Desde Caracas hasta Wall Street: Las anécdotas de un trader venezolano

Todo comenzó hace casi veinte años, en una clase de finanzas en la Universidad Santa María, en Caracas. Ese día descubrí una pasión que aún me mueve: entender los mercados. Y con ella nació un sueño que en aquel entonces parecía inalcanzable: algún día pisar Wall Street.

En el 2005 visitar la Bolsa de Nueva York me parecía tan lejano como viajar a la luna. Para dar ese paso tuve que recorrer un camino largo.
Primero terminé mis cinco años de estudios de Finanzas en la Universidad Santa María, en Caracas. Después logré completar un MBA en Estados Unidos, donde no solo adquirí conocimientos más avanzados, sino también la fluidez en inglés necesaria para desenvolverme en un mundo altamente competitivo.

Ya dentro del sistema financiero estadounidense, ingresé a un grupo selecto de profesionales que me permitió acercarme a la organización CMT y a sus espacios de formación. Reunión tras reunión fui demostrando mis credenciales, ganando confianza y fortaleciendo mi red.
Ese recorrido me llevó a conocer a Ralph Acampora, quien terminó convirtiéndose en mi mentor y la persona que confió en mí para presentarme a quienes tenían las llaves de Wall Street.

Gracias a esa confianza, años después esa puerta finalmente se abrió.

Recibir la invitación es solo el comienzo. Debes pasar por un riguroso proceso de verificación de identidad, cumplir normas de seguridad estrictas y respetar un código de vestimenta.

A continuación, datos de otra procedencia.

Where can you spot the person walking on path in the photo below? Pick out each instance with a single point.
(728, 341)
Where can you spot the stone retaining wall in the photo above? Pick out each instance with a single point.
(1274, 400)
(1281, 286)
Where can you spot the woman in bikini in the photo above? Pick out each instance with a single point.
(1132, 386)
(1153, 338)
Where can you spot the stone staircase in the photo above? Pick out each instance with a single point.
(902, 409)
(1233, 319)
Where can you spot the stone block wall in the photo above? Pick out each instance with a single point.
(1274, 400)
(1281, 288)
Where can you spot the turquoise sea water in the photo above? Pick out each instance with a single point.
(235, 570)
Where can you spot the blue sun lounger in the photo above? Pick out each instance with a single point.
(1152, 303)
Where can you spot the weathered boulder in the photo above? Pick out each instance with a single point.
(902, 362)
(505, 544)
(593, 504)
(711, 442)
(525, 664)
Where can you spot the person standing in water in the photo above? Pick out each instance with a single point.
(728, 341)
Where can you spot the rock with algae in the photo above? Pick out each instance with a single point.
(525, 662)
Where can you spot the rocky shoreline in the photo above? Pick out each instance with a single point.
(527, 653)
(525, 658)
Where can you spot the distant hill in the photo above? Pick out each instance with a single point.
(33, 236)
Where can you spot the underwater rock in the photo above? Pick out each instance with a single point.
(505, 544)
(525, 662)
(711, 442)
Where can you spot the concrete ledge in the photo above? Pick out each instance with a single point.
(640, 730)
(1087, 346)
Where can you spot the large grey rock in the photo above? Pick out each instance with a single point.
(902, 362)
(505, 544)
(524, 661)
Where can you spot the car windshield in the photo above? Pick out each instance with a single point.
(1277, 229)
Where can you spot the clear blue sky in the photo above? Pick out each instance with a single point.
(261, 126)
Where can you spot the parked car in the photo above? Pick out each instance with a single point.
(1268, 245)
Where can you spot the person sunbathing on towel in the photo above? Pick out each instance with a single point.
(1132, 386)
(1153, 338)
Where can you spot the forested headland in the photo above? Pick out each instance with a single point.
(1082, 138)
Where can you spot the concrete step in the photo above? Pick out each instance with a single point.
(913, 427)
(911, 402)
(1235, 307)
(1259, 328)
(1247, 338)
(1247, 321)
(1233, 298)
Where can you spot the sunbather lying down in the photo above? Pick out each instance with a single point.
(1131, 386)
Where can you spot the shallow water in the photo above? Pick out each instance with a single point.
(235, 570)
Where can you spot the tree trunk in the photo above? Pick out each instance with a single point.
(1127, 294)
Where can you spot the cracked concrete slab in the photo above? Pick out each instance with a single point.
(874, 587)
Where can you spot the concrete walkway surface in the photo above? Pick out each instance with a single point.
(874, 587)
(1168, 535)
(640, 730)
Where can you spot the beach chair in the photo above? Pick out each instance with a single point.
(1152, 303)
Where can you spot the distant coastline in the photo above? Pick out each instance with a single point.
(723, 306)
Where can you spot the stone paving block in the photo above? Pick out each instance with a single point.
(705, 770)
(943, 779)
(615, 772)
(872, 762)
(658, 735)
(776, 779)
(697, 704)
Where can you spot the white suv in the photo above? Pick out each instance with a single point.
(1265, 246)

Las cámaras en vivo y las grabaciones están muy reguladas.
Una vez dentro, recibes un ID que debes portar de forma visible en todo momento. Tu anfitrión es responsable de ti durante toda la visita.

Cuando entré al trading room, me impresionó su magnitud. Una sala operativa, viva, llena de actividad. Vi una gran cantidad de algoritmos ejecutándose en tiempo real. Había zonas específicas para opciones financieras y otras para brokers y market makers, cada uno operando con precisión quirúrgica.

Mi anfitrión, un market maker a quien admiro profundamente, me mostró los espacios, explicó los procesos y enriqueció aún más la experiencia.

Un detalle que me sorprendió fue una pared llena de firmas: leyendas del trading, pero también celebridades como Kobe Bryant.
Ese contraste entre cultura financiera y figuras públicas reflejaba lo icónico del lugar. Todo estaba pensado, regulado y protegido al máximo nivel. La seguridad era impresionante.

También tuve el privilegio de conocer a Larry Williams, famoso por lograr una rentabilidad del 11.000 % en solo diez meses.
Y estreché la mano de Peter Tuchman, el broker más fotografiado de Wall Street, cuya energía representa el alma del lugar.

No me creo especial por haber estado ahí. Me considero afortunado. Comparto esta historia porque sé que muchos piensan que esos espacios son inaccesibles. No lo son. No importa si vienes de Caracas, Maracaibo o Mérida. Lo que importa es hacia dónde trabajas para llegar.

Hoy puedo decir con orgullo que soy uno de los pocos venezolanos que ha vivido esa experiencia única. Y espero, de corazón, no ser el último.
Que este testimonio sirva como prueba de que los sueños no tienen fronteras.


Como siempre me recuerda mi gran amigo José Vergara: nos vemos en la cima.